The report, by the Great Lakes Seaway Partnership, found that Minnesota ports, such as those in Duluth-Superior and Two Harbors shipped 31.2 million metric tons of iron ore, grain, machinery and other cargo last year.

The maritime commerce injected $413 million in "personal income and local consumption expenditures," into the state's economy, the report said. Minnesota's maritime activity also delivered $230 million into federal, state and local tax coffers.

Wednesday's report tracked the maritime economy of the entire Great Lakes Seaway system, which stretches 2,300 miles — from the western point in Duluth, all the way to the Atlantic Ocean.

The system's waterways straddle the United States and Canada and handle cargo transported along lakes Superior, Michigan, Huron, Erie, Ontario and the St. Lawrence River. The system with its connecting channels created $35 billion and 237,868 jobs for the United States and Canada last year.

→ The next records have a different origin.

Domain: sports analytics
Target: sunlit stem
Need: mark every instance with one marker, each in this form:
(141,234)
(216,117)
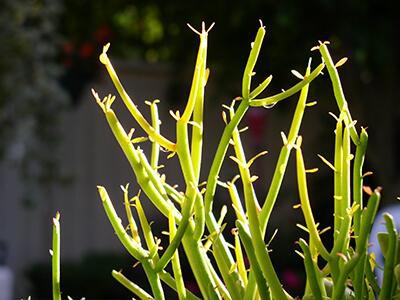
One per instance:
(131,106)
(55,260)
(284,157)
(305,204)
(155,147)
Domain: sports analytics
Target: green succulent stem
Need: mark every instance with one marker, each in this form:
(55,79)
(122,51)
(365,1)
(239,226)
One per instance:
(55,258)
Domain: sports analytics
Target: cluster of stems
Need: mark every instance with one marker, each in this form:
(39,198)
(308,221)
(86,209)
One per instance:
(344,271)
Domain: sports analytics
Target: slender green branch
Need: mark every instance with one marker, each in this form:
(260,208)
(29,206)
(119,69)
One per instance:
(131,106)
(133,248)
(174,243)
(284,156)
(337,178)
(132,224)
(289,92)
(358,178)
(134,288)
(390,259)
(154,280)
(55,260)
(339,292)
(176,266)
(171,282)
(337,89)
(251,62)
(245,237)
(305,204)
(313,274)
(141,175)
(366,221)
(155,122)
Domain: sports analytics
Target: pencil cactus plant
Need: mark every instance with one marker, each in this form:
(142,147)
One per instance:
(344,271)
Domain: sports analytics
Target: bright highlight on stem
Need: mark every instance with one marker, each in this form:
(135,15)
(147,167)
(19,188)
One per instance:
(196,230)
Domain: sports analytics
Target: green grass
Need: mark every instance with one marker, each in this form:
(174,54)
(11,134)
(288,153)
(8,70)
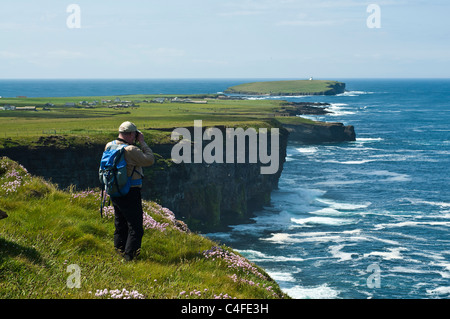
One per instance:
(49,229)
(100,123)
(296,87)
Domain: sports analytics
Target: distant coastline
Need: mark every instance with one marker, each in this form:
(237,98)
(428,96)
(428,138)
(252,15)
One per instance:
(289,88)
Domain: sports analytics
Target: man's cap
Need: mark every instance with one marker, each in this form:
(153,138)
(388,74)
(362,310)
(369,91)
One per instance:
(127,126)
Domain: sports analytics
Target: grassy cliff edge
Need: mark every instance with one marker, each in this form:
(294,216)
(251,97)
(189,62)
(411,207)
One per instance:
(50,234)
(294,87)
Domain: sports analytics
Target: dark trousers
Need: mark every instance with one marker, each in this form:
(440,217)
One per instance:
(129,222)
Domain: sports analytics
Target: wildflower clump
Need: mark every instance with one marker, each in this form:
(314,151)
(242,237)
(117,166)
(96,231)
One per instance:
(233,260)
(12,176)
(119,294)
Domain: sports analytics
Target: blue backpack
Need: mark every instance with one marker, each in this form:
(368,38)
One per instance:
(113,173)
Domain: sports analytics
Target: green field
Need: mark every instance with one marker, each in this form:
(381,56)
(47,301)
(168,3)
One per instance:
(155,119)
(296,87)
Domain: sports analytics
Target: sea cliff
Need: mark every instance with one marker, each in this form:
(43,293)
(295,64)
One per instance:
(205,196)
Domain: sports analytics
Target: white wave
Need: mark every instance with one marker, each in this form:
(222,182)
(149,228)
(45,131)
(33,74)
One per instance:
(340,182)
(369,139)
(307,150)
(281,276)
(354,93)
(319,292)
(392,253)
(337,253)
(343,206)
(339,109)
(439,291)
(284,238)
(350,162)
(255,256)
(327,212)
(391,176)
(415,201)
(411,224)
(329,221)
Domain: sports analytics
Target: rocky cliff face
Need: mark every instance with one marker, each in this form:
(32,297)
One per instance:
(204,195)
(327,132)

Products shipped include iron ore, coal, stone, salt, grain, steel, sugar and heavy machinery and wind-turbine parts.

Wednesday's study follows recent reports by the Duluth-Seaway Port Authority that shipping activity for Minnesota and Wisconsin jumped considerably last year as Minnesota's ailing taconite industry recovered following a severe global downturn that lasted two years. Several iron ore mines and taconite pelletizing plants that idled in 2015 and 2016 have since resumed operations and are now operating at or near capacity.

As a result, 2017 ore shipping levels for Minnesota/Superior surged to their highest level in about 10 years, Duluth-Seaway Port Authority officials said.

"This report validates what we've long known — that the Great Lakes-St. Lawrence Seaway is crucial to the U.S. economy," said Craig H. Middlebrook, deputy administrator of the U.S. Saint Lawrence Seaway Development Corporation "This binational waterway not only provides a multitude of well-paying jobs, on land and at sea, it offers a cost-effective, safe and fuel-efficient means of moving goods to and from domestic and global markets."

Steven A. Fisher, executive director of the American Great Lakes Ports Association, noted that the jobs created by the maritime industry spread beyond local waterfronts. They include shipyard workers, stevedores, vessel operators, rail terminal employees, truck drivers and marine pilots as well as farmers, construction workers, miners and steelworkers.

"Many of these jobs would vanish if not for a dynamic maritime industry," Fisher said.